The Intel Xe-LP GPU Architecture Deep Dive: Building Up The Next Generationby Ryan Smith on August 13, 2020 9:00 AM EST
Xe-LP Execution Units: It Takes Two
Diving down a level deeper, we have the smallest thread-level building block of the Xe-LP GPU architecture, the venerable Execution Unit. Intel has tweaked these a few times over the years, and for Xe-LP they are getting tweaked once again.
As a quick refresher, as of Intel’s Gen11 GPU architecture, an EU is comprised of a single thread control unit and two sets of 4-wide SIMDs. One block handles floating point and integer math, while the other block can handle floating point and special functions, which Intel refers to as “extended math”. Despite this, Gen11’s smallest wavefront width is 8 threads wide (SIMD8), so it can take multiple clock cycles to execute a single wavefront, with Intel interleaving multiple wavefronts as a form of latency hiding.
Xe-LP, meanwhile, brings several important changes to the design of the EUs. First and foremost, a single EU is no longer a stand-alone block; instead two EUs now share a single thread control unit. As a result, a thread control unit now gets the combined resource of two EUs to spread work over, instead of the one. And while the SIMD arrays themselves have also changed – further complicating matters – the impact here is that there are now fewer thread control units in a GPU, which should reduce the number of wavefronts that are in-flight at any given moment.
In fact there’s an argument to be had whether calling these dual EU setups two EUs is even the most accurate way to describe them; it might be better to instead bundle them together as a single fat EU, since neither half is truly independent. But absent further low-level details, and what I’m sure is a desire by Intel to be semi-consistent in counting EUs, they are going with 96 thin EUs.
Meanwhile regardless of how you bundle the EUs, there’s also the matter of what’s in the EUs themselves. For Xe-LP, Intel has reorganized the SIMD blocks. Gone are the pair of feature-differentiated SIMD4 blocks in favor of a SIMD8 block and a SIMD2 block. The larger SIMD8 essentially combines all of the floating point and integer ALUs that previously were split between Gen11’s two SIMD4 blocks, and makes a single SIMD8 out of them. The net result is that the number of FPU ALUs hasn’t changed – it’s still 8 ALUs per EU – however the number of pipes that can process integers has changed from 4 to 8. Meanwhile, although not made clear in Intel's slides, the number of ALUs that can process extended math is staying constant: Gen11 had two EM-capable pipes, and Xe-LP does as well.
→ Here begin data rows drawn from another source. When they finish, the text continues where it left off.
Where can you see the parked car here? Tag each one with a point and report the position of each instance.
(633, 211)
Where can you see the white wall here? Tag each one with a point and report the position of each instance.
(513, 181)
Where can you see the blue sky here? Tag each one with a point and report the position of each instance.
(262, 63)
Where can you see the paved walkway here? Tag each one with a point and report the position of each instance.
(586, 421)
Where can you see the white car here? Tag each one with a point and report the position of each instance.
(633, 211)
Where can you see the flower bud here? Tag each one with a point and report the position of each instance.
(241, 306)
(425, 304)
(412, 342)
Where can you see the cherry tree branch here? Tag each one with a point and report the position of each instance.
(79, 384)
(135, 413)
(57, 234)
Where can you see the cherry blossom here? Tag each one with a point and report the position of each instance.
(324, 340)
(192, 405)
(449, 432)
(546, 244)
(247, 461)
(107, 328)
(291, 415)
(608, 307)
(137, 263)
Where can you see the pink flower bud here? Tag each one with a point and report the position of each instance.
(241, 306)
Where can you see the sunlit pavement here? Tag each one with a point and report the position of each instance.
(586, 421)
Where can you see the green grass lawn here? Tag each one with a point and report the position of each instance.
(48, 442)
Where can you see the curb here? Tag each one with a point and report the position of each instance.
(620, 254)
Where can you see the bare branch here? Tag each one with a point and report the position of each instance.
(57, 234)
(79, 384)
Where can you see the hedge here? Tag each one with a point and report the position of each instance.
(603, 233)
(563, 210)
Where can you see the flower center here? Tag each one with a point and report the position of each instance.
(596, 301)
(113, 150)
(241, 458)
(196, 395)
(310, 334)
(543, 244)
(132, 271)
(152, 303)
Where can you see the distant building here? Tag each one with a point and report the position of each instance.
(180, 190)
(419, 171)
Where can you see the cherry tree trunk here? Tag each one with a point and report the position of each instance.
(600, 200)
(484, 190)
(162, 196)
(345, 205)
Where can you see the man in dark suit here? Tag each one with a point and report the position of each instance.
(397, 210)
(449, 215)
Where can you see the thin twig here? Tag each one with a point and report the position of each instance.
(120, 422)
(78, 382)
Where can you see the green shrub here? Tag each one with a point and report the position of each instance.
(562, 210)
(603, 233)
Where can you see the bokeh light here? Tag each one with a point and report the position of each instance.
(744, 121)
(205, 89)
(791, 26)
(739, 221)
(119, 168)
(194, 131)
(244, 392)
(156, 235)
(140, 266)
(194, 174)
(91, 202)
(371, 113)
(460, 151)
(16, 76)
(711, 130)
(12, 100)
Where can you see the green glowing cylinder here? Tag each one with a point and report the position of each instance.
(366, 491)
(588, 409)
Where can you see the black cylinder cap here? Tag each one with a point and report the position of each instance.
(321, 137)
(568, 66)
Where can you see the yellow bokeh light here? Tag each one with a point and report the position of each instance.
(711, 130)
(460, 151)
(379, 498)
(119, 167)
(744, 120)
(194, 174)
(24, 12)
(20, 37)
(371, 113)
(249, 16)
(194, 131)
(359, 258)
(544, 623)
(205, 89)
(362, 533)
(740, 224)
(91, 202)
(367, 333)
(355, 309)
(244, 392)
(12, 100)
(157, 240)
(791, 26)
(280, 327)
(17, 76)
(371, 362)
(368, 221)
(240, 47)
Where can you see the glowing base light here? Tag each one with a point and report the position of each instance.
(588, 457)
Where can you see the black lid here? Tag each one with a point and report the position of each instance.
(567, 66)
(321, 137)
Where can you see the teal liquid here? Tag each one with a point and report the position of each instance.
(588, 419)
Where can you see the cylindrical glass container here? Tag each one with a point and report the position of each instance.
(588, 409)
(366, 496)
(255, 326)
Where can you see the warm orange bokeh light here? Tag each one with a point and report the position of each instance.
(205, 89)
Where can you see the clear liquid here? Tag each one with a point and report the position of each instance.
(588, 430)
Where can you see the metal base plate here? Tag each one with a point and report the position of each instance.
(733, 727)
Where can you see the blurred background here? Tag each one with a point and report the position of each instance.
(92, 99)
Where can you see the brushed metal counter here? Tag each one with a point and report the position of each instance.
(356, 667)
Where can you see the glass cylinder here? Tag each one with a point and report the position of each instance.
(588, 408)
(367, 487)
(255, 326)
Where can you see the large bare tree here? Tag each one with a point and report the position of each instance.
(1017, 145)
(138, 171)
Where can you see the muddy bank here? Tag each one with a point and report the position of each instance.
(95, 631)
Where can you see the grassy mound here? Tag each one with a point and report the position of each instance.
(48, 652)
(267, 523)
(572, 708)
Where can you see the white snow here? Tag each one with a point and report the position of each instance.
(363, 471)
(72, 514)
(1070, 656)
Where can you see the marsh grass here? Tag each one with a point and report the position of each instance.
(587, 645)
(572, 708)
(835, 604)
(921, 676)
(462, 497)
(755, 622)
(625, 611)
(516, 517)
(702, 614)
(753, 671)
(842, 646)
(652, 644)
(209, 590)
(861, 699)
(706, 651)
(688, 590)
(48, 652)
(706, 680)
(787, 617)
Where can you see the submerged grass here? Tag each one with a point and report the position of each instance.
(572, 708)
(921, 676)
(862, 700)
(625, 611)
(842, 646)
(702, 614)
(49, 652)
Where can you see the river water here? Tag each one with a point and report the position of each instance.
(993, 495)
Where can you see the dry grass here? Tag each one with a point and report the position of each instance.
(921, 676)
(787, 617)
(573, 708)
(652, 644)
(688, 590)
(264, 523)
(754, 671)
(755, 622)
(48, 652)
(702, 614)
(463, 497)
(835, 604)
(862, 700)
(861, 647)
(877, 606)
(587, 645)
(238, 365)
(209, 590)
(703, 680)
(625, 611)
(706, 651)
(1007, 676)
Speaking of which, extended math has now been moved to its own SIMD2, and every EU gets one. This means that executing extended math functions no longer directly blocks the execution of floating point arithmetic, as was the case for Gen11 – the EU doesn’t have to give up FP pipes to do this. Further underscoring this point, the EU can co-issue instructions to both the FP/INT SIMD8 and the EM SIMD2 at the same time, meaning that under at least some circumstances, doing extended math also won’t indirectly block FP/INT arithmetic.
As always with co-issuing, the devil is in the details – at this point it’s not clear to us just what the co-issuing limitations are – but it’s still very likely to be a better fit to the kind of workloads Intel is actually seeing. AMD and NVIDIA also use dedicated EM/SFU units, and in similarly small ratios, all of which seems to work out well for those two companies. So in that respect Intel’s ALU setup is looking a lot more like its contemporary competitors’. And this, I suspect, is also one of the forms of bottleneck optimization that Intel has gone through to get more work out of the same number of FLOPs on Xe-LP.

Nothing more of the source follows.